Le défaut rédhibitoire de toute société inégalitaire : elle traite certains de ses membres comme des objets utilitaires de piètre qualité à recycler ou à éliminer, s’ils ne font pas l’affaire.

 

Une rose et son rosier, un rosier et ses roses.

 

Rose, rosiers se moquent bien d’être d’une quelconque utilité.

 

L’utilitarisme, je l’ai vu à l’œuvre dans de jeunes esprits pervertis par leurs parents : ils sélectionnaient, croyaient-ils du moins, les matières qu’il estimaient leur être utiles, alors qu’ils ne disposaient même pas des outils intellectuels adéquats pour choisir avec discernement ; en eussent-ils disposé qu’ils auraient compris la vanité de classer les choses et les gens selon leur supposée utilité.

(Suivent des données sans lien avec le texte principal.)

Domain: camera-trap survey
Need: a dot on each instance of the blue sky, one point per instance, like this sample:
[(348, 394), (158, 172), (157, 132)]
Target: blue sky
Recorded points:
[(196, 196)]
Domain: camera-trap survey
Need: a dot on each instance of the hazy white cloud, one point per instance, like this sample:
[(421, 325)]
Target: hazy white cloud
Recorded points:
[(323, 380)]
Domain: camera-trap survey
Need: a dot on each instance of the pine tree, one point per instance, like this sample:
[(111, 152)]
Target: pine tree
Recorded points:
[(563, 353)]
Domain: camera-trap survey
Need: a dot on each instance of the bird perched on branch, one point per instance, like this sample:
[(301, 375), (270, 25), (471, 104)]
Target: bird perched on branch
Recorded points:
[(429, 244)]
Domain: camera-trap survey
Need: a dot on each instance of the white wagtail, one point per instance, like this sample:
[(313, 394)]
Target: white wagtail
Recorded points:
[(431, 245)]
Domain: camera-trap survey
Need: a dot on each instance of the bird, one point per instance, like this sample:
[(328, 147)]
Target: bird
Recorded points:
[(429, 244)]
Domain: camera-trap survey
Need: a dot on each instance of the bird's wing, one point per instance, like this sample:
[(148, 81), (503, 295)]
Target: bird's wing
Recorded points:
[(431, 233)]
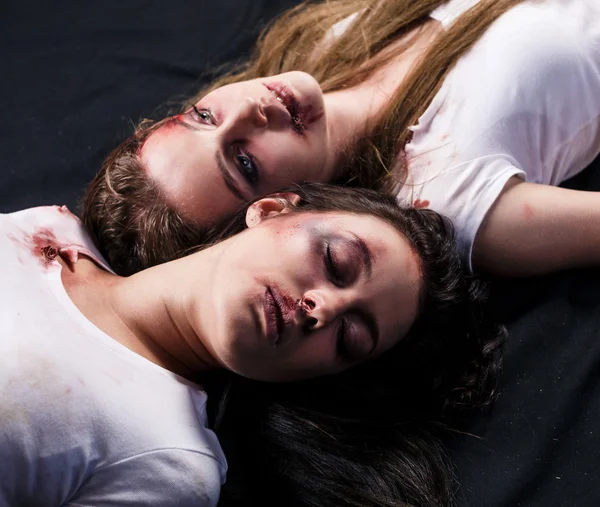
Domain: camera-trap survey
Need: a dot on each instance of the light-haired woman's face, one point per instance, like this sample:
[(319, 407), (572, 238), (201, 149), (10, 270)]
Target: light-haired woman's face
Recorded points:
[(240, 141), (303, 295)]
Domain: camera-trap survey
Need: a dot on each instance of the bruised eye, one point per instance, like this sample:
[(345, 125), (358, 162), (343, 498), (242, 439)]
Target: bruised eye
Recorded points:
[(332, 265), (204, 115)]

Je lui dis un jour, à cet utilitariste en herbe : Et toi, à quoi sers-tu ?

 

L’acte gratuit n’existe pas. Tout comportement est motivé.

La psyché humaine est si complexe que d’aucuns ne savent pas même expliquer pourquoi ils ont agi de telle ou telle façon faute d’en avoir la pleine conscience. Le retour sur soi, tout comme le retour sur expérience, leur font défaut. Ils ne sont qu’eau dans l’eau, air dans l’air.

Les raisons de leurs comportements leur échappent, faute de lucidité, et la lucidité n’est pas innée, elle s’acquière avec beaucoup de travail ; devenir son propre maître est la chose la moins aisée.

La faible intelligence n’en est pas moins portée par le plus gros cerveau qui soit dans le règne animal.

Comment un aussi gros cerveau peut-il produire tant d’insanités ? ou tant de cruautés ?

Une ombre plane sur l’humanité, la propre, dont elle fait parfois quelques ombres chinoises de mauvais augure.

L’art, tant qu’il nous dure, sans rien n’occulter ni exalter de ce qui oppresse, caricature, pervertit ou détruit, n’est pas l’ultime secours ni la béquille d’un corps malportant. Ni une flamme ni un flambeau ni un phare dans nos nuits.

Des yeux pour rire, des yeux pour pleurer, ce n’est pas assez. Il nous faut l’art, l’art sans fard, versatile et bruyant, une arme d’estoc pour assommer la bêtise rampante ou bêlante.